Myths and Facts of the Unity Game Engine - stesch
http://blog.theknightsofunity.com/myths-and-facts-of-unity-game-engine/
======
unsignedqword
This really doesn't tell me anything about Unity, especially in respect to
other solutions.

 _\- Unity is only for games_

Who said they were? You can find lots of examples of game engines being used
for other applications, such as in Archviz, non-game simulation areas,
interactive art, etc.

 _\- You can only do small games with Unity_

Again, who said this? If an engine is free and well supported you might find a
lot of smaller games on it, but that's not indicative of the engine as a
whole. If you're planning on making a large game, the question you'd be asking
is not whether you can make a larger game in Unity, but whether it's
appropriate for your larger game in particular.

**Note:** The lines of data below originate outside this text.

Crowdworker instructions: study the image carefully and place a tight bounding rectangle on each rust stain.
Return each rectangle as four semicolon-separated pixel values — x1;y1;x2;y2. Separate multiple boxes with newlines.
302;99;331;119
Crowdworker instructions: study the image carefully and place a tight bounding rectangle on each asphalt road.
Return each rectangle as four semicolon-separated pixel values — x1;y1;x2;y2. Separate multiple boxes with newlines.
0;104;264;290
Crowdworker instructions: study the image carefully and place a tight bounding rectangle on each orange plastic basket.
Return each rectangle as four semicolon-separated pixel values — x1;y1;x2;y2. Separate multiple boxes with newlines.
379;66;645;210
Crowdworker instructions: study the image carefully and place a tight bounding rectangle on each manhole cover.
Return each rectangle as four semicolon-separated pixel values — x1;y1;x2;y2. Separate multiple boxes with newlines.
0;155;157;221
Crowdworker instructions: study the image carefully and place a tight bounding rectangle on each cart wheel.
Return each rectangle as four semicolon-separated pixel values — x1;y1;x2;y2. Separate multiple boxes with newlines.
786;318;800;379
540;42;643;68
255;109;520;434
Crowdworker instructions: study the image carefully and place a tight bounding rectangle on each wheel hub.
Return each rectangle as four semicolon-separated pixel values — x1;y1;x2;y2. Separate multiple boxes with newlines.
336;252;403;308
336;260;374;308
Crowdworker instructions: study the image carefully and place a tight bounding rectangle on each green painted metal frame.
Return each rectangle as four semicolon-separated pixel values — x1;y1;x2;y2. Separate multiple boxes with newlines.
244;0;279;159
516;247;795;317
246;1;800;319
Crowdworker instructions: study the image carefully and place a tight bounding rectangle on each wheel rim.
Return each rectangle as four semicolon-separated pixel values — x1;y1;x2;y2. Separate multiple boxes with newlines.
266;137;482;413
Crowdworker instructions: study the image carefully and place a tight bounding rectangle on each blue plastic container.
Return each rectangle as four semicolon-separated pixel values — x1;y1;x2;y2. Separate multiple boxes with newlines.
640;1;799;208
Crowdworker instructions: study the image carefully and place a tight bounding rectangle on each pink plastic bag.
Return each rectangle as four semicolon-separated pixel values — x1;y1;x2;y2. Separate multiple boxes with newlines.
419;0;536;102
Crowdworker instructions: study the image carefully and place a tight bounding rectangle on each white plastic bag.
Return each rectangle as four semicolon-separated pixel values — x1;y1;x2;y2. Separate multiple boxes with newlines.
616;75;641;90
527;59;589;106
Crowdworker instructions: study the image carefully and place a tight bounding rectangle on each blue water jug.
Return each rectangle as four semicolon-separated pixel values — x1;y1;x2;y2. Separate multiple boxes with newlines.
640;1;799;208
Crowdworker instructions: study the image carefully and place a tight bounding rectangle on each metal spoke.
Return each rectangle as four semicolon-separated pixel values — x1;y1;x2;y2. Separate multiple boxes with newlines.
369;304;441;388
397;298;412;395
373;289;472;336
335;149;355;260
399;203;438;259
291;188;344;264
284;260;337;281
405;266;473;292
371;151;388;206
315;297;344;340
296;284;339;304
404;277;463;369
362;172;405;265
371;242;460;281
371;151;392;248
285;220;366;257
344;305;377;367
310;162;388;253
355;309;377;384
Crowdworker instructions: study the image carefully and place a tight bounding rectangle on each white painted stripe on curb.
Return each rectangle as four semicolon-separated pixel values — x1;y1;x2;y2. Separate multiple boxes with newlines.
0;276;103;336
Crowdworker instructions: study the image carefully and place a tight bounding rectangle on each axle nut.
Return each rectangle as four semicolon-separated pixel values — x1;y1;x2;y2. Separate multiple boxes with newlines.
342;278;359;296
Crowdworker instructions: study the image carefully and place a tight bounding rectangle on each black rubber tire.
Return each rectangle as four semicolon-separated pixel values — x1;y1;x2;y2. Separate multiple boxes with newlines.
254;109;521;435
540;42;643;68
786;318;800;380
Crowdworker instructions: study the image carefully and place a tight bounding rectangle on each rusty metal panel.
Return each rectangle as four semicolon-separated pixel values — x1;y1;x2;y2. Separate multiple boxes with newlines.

 _\- Unity is worse than Unreal Engine_

Now that's a opinion if I've ever heard of one. Also, you don't need to use
C++ to use Unreal. UE4 natively supports Blueprint scripting out of the box (I
wouldn't recommend making a game completely in a visual programming language
to begin with, anyway). Support for interacting with Unreal through other
languages (JavaScript, Nim, etc.) has shown significant progress in the
community.

 _\- You don’t need programming knowledge to use Unity_

Many of the popular free engines nowadays have some form of visual programming
feature. You'd be severely hurting yourself trying to accomplish a bigger
problem using visual languages only, however.

 _\- All Unity games looks the same_

Some gamers enormously conflate a game's art with its engine, which is
completely wrong. Bad art will look bad in any environment - any developer
would know that.

 _\- Unity has a lot of bugs_

That's an incredibly vague statement that you can apply to just about any
large software project, not even just game engines.